There exist fundamental, and universal natural laws as well as those natural laws which regard the status of the individual and treat people in different positions as appropriate according to their status.

Going back to the example in Mrs. Carpenter’s article, it is unquestioned that under the rubric of natural law there exists an universal right of self-defense, however it does not follow from the right of self-defense that the 2nd Amendment right to keep and bear arms is necessarily also universal.

It was recognized that even a slave has a natural right to defend his person if attacked, and if he should kill his attacker he is not guilty of murder.  It does not follow that slaves in a society where such was legal would be expected to be armed, or expected to be permitted to be armed.

Interestingly, in the frontier days of what was then Virginia, now West Virginia, I have read histories where slaves were commonly armed and fought alongside their owners against the hostilities of marauding Indians.  But, in later days and in more settled regions it was often illegal to arm slaves lest such armaments lend themselves to revolt.

Clearly such laws are not universal, as it would not follow that it is beneficial to society in all circumstances to either arm nor disarm such persons.  Applying such reasoning to an illegal alien, being already a criminal as well as being foreign, to arm such illegal aliens, or even to permit them to arm, would be as much as inviting a foreign army to take up residence within the state’s borders.  One has visions of Goth and Visigoth uprisings within the Roman empire leading to its imminent destruction.

With regards to legal aliens, there exists no such motivation for revolt, and no particular natural reason to either allow or prohibit their possession and ownership of arms.  A legal alien, much like a civil invitee, carries no innate reason to suspect hostility to the host nation, in fact, one would reasonably expect them to be more than kindly disposed to their host nation.

One further Constitutional consideration regarding the application of “rights” in the Constitution and the concept of the Founding Fathers regarding the recognition of Natural Rights by status as opposed to Universal Natural Rights.

The Founding Fathers’ clearly delineated this if one actually pays attention to their words.  “We the People of the United States, in Order to form a more perfect Union . . . .”  The citizenry is repeatedly designated as “the people” as opposed to the state; one has to pay special attention when the words “the people” make their appearance.

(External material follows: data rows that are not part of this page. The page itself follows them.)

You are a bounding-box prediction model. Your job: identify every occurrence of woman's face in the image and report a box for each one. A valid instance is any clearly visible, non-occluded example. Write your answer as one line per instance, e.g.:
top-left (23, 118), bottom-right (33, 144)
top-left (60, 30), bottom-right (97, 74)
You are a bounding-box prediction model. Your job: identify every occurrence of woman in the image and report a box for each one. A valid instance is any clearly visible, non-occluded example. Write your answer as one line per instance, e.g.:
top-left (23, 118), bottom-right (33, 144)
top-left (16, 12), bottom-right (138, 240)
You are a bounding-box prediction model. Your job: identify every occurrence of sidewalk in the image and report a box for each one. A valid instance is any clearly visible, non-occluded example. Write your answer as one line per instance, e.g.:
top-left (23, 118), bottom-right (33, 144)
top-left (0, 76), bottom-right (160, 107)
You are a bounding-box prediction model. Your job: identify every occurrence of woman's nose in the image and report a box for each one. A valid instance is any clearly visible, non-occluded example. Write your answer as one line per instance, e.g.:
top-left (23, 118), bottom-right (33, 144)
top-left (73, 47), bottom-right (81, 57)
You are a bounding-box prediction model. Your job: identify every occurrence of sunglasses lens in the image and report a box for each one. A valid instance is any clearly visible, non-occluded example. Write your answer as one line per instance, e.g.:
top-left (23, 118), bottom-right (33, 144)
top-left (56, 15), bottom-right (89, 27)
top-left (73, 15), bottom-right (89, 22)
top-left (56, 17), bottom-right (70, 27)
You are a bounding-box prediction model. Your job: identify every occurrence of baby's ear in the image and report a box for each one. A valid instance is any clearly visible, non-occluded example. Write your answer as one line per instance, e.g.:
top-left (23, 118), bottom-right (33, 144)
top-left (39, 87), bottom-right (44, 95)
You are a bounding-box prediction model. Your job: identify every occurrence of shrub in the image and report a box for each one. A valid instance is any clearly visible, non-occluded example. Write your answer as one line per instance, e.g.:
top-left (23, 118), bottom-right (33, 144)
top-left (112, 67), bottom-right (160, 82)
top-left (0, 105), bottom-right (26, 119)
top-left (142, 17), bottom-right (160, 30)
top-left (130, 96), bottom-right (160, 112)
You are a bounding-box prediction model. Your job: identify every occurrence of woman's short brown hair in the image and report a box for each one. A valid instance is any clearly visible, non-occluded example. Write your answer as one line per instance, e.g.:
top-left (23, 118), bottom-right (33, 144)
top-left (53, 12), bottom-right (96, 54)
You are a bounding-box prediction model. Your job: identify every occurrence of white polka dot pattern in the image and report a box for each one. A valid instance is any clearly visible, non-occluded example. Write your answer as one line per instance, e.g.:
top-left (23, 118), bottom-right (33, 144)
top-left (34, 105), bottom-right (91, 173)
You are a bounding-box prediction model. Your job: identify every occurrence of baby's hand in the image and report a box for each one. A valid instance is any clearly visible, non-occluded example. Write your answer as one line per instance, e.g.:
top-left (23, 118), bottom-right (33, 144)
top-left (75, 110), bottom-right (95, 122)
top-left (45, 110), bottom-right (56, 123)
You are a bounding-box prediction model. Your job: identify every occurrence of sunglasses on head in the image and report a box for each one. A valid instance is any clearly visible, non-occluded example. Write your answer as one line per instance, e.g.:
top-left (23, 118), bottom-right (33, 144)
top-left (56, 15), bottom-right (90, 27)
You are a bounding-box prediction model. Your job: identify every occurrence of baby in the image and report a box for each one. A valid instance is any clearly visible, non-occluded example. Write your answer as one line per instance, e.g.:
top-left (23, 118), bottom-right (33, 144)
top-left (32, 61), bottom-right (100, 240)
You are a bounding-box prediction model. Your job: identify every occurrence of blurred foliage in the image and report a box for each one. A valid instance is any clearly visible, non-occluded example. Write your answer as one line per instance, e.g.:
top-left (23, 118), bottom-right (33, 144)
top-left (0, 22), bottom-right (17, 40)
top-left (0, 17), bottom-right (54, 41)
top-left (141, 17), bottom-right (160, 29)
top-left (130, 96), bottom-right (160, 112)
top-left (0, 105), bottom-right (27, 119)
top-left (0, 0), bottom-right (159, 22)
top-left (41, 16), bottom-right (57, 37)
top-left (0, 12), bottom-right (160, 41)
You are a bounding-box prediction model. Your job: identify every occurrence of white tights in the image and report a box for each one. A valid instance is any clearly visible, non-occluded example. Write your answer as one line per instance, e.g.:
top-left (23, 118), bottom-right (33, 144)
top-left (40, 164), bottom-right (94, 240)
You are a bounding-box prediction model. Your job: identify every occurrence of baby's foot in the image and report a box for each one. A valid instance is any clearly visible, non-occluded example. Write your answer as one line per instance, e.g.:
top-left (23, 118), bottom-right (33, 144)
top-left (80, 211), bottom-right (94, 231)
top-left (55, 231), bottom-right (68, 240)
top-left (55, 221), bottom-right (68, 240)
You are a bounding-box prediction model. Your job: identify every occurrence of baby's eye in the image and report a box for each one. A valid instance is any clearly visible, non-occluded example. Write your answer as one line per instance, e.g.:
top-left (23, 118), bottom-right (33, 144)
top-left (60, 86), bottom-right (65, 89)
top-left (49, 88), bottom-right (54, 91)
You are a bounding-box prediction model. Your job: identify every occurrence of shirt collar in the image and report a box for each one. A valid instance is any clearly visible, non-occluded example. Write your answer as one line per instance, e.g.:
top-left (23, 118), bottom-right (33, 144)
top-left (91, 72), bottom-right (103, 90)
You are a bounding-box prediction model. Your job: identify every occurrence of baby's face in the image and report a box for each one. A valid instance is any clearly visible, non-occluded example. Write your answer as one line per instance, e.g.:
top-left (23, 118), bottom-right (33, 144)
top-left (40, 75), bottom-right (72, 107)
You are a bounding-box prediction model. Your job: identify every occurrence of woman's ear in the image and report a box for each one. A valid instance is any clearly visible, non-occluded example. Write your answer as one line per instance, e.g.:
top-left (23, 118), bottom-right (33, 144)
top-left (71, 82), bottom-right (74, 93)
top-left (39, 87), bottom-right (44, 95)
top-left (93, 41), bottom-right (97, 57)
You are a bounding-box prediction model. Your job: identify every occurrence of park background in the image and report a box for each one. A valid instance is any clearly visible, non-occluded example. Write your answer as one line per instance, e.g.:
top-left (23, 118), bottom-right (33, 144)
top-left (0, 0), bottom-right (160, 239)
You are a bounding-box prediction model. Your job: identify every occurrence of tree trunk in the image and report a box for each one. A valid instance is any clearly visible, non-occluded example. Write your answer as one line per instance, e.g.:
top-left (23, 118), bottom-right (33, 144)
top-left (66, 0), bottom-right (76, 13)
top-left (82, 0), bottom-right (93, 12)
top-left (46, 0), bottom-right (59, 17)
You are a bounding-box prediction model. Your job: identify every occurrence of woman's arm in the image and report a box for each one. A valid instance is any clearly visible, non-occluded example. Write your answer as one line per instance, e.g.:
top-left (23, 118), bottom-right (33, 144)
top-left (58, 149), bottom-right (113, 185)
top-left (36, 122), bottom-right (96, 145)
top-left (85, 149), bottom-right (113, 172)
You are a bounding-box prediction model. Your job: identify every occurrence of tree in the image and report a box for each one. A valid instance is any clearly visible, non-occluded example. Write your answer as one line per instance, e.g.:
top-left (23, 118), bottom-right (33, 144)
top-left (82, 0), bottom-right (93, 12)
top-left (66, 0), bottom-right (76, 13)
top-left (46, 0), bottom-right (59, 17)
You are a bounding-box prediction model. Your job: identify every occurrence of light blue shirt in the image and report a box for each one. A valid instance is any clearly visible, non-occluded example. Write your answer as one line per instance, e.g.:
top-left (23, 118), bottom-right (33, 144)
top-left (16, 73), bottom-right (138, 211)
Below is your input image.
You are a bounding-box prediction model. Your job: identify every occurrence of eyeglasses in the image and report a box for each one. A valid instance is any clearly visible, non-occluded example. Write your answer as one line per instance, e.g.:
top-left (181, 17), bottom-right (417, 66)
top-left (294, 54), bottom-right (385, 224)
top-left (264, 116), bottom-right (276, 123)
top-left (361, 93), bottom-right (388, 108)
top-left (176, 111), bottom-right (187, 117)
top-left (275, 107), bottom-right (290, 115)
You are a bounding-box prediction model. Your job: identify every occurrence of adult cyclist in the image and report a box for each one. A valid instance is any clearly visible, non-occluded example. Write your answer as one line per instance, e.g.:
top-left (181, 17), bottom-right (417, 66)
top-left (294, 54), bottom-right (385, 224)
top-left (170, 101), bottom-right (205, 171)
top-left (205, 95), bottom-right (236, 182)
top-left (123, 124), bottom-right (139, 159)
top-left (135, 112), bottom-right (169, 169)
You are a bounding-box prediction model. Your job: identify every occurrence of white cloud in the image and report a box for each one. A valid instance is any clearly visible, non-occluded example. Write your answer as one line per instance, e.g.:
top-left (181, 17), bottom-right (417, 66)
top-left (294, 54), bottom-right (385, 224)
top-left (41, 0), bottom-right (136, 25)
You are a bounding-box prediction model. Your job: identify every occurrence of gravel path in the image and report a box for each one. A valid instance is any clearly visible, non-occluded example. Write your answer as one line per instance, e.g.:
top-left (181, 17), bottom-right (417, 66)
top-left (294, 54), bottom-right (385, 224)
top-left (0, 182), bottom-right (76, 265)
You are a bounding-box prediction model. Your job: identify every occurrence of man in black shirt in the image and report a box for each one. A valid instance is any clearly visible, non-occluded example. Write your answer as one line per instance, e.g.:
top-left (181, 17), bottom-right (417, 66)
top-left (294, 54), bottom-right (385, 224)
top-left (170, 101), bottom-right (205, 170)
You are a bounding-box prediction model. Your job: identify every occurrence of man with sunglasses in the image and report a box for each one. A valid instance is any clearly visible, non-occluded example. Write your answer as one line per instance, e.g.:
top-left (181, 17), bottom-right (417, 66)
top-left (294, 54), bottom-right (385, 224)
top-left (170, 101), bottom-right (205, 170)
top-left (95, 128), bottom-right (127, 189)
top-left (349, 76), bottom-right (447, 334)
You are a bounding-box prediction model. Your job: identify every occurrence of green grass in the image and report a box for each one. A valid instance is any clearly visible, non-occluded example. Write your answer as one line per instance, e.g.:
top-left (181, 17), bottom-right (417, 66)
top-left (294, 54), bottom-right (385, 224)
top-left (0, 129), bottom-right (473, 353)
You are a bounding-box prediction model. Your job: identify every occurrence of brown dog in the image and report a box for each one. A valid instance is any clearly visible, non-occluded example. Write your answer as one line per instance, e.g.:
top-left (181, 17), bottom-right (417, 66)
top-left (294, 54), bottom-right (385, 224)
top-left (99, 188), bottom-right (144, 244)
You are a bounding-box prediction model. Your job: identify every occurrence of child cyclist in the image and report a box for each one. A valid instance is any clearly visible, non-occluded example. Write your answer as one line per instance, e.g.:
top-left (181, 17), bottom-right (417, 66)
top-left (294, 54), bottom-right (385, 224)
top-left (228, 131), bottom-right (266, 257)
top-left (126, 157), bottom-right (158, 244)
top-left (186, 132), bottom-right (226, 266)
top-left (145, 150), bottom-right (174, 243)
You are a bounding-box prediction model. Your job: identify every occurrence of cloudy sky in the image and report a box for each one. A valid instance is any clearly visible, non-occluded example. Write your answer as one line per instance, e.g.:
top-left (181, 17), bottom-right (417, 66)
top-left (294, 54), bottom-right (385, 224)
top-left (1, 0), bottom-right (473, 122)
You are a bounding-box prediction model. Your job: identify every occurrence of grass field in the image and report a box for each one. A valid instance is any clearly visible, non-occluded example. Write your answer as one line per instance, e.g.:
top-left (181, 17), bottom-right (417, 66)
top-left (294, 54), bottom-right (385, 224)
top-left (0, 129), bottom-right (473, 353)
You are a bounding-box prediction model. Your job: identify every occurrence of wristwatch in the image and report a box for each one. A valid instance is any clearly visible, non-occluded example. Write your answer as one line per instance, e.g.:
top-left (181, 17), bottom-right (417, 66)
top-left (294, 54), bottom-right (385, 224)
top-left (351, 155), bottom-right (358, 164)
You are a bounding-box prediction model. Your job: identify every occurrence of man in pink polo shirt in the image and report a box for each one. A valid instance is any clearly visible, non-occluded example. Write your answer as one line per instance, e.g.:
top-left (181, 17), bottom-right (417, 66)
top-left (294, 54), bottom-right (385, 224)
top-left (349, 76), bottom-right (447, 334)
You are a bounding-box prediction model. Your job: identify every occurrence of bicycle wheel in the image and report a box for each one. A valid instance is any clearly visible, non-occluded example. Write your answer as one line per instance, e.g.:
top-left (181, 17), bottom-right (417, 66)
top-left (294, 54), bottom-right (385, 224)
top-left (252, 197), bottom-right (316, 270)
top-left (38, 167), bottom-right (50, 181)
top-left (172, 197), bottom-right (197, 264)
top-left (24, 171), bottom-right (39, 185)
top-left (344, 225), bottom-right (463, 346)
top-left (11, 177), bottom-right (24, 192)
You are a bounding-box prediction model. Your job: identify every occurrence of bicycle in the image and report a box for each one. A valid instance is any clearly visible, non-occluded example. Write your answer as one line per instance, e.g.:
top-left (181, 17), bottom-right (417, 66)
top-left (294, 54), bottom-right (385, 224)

The “right of the people” appears in amendments I, II, & IV, but not in III, V, VI, VII, or VIII, but does not even apply to all of amendment I.  Those designated “right of the people” denotes rights of citizenship, but where the “right of the people” is not put into the language those rights are clearly meant to apply universally to all persons.

If you read the two remaining amendments of the Bill of Rights, amendments IX and X, this distinction is crystal clear: “The enumeration in the Constitution, of certain rights, shall not be construed to deny or disparage others retained by the people.” and “The powers not delegated to the United States by the Constitution, nor prohibited by it to the States, are reserved to the States respectively, or to the people.”

 

(PS:  I would like to apologize to my faithful readers for my unscheduled illness last week.  I shall endeavor to avoid such human failings in the future.)